I think the answer should be "no, unless the user specified the
appropriate compiler option to disable array bounds checking".
> But that means the implementation would have to check the output of
> 'index' against the size of the array allocated from the supplied bounds.
> Which means that in the common case that 'index' also makes such a
> check there'd be two checks.
If you really want to squeeze the last drops of performance out, then
there's always that compiler option to disable array bounds checking...
> Unless the compiler was clever enough
> to eliminate one of them, which isn't easy since one is at the 'ix'
> type and the other at 'Int'.
One possible way to eliminate them would be to add an extra method called
unchecked_index or __unchecked_index to the Ix class. By default this
would do the same as index
class Ix t where
...
__unchecked_index = index
but you could define the instances for the standard library types
such as Int, Char, etc. so that they just skip the check and return
an out-of-range Int; for array operations such as (!) where you're
going to do a range check on the value returned from index,
you can safely use __unchecked_index instead.

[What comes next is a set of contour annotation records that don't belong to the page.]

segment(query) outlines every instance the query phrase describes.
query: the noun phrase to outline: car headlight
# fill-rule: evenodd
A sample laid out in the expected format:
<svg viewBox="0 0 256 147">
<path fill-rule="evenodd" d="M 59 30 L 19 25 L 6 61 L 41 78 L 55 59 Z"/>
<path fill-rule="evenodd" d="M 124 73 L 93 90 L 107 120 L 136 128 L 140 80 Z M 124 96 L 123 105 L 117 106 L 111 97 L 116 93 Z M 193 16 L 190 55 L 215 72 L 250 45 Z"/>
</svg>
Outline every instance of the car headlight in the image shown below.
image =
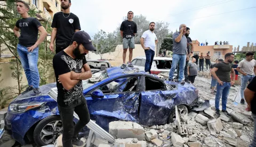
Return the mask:
<svg viewBox="0 0 256 147">
<path fill-rule="evenodd" d="M 30 104 L 11 104 L 10 110 L 15 113 L 22 113 L 28 110 L 41 107 L 45 102 L 30 103 Z"/>
</svg>

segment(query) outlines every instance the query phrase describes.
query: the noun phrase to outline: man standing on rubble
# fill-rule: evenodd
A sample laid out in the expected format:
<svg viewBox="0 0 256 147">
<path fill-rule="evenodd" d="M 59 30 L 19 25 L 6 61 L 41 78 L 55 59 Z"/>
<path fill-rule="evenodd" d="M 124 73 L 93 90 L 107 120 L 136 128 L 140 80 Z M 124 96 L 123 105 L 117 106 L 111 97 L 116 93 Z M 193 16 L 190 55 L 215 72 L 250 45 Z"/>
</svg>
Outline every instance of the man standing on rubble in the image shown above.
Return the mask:
<svg viewBox="0 0 256 147">
<path fill-rule="evenodd" d="M 61 0 L 62 12 L 55 13 L 52 23 L 52 35 L 50 49 L 54 51 L 53 43 L 56 38 L 56 53 L 67 48 L 73 34 L 81 29 L 78 18 L 70 13 L 71 0 Z"/>
<path fill-rule="evenodd" d="M 131 63 L 132 58 L 132 51 L 135 48 L 135 34 L 137 33 L 137 24 L 132 21 L 133 18 L 133 12 L 128 12 L 127 14 L 127 20 L 122 22 L 120 27 L 120 33 L 123 38 L 123 64 L 121 68 L 124 69 L 126 66 L 125 64 L 125 59 L 126 58 L 127 50 L 129 48 L 129 60 L 128 62 L 128 67 L 133 67 Z M 145 48 L 143 48 L 145 50 Z"/>
<path fill-rule="evenodd" d="M 39 89 L 39 76 L 37 68 L 38 45 L 46 37 L 47 32 L 37 19 L 28 15 L 29 6 L 27 3 L 22 1 L 17 1 L 16 3 L 18 13 L 21 15 L 22 19 L 16 22 L 13 32 L 19 38 L 17 52 L 20 58 L 21 65 L 28 83 L 28 87 L 22 94 L 33 90 L 35 94 L 39 94 L 41 92 Z M 38 30 L 41 34 L 37 39 Z"/>
<path fill-rule="evenodd" d="M 248 81 L 251 82 L 255 77 L 256 72 L 256 61 L 253 59 L 254 54 L 252 52 L 247 52 L 245 54 L 246 59 L 242 60 L 238 64 L 236 70 L 243 75 L 241 77 L 241 104 L 244 104 L 244 91 L 246 87 Z"/>
<path fill-rule="evenodd" d="M 232 67 L 232 62 L 235 58 L 234 54 L 228 53 L 225 54 L 224 61 L 218 63 L 212 69 L 212 76 L 217 80 L 217 92 L 215 97 L 215 108 L 216 115 L 220 116 L 220 99 L 222 98 L 222 110 L 221 112 L 228 117 L 231 116 L 227 111 L 227 101 L 230 86 L 235 84 L 235 70 Z M 232 77 L 230 79 L 230 72 Z"/>
<path fill-rule="evenodd" d="M 252 111 L 252 116 L 254 121 L 253 138 L 249 147 L 256 147 L 256 77 L 253 78 L 248 85 L 244 93 L 244 98 L 248 104 L 248 111 Z"/>
<path fill-rule="evenodd" d="M 155 47 L 158 42 L 156 34 L 154 33 L 155 25 L 155 22 L 150 22 L 149 30 L 145 31 L 140 38 L 140 44 L 146 54 L 145 72 L 150 74 L 151 66 L 155 56 Z"/>
<path fill-rule="evenodd" d="M 83 93 L 82 80 L 92 77 L 85 55 L 96 51 L 89 35 L 83 31 L 75 32 L 70 44 L 56 54 L 53 64 L 58 88 L 58 108 L 63 127 L 63 147 L 83 146 L 77 139 L 83 128 L 90 121 L 86 101 Z M 79 120 L 74 126 L 74 111 Z"/>
<path fill-rule="evenodd" d="M 187 60 L 187 38 L 185 34 L 187 30 L 187 26 L 185 24 L 181 24 L 179 27 L 180 31 L 175 32 L 173 35 L 173 47 L 172 51 L 172 67 L 170 70 L 169 80 L 173 80 L 174 70 L 179 63 L 180 71 L 179 73 L 178 82 L 181 84 L 185 84 L 183 81 L 184 78 L 184 70 L 185 69 L 186 61 Z"/>
</svg>

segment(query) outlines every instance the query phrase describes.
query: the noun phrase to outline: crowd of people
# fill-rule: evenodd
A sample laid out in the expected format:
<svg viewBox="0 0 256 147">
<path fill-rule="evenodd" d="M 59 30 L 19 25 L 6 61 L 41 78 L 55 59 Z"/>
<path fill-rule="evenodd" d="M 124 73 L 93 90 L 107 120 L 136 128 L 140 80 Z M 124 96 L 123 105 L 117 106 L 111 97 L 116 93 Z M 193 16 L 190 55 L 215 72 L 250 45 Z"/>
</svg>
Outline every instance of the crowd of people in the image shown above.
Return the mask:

The reason for using a name such as __unchecked_index rather than just
unchecked_index would be for strict compatibility with Haskell 98: to
avoid clashing with user-defined identifiers, you need to use a name
that is reserved for use by the implementation, Unfortunately, unless I
missed something, Haskell 98 does seem to reserved any identifiers at all
for use by the implementation, other than the standard reserved words,
so I think even using a name like `__unchecked_index' here would not be
100% strictly Haskell 98 compatible. I think it would be good enough in
practice, though.
For Haskell 200X, where strict backwards compatibility is not required,
unchecked_index should be introduced as a documented new method for the
Ix class.
--
Fergus Henderson <fjh@cs.mu.oz.au> | "I have always known that the pursuit
| of excellence is a lethal habit"
WWW: <http://www.cs.mu.oz.au/~fjh> | -- the last words of T. S. Garp.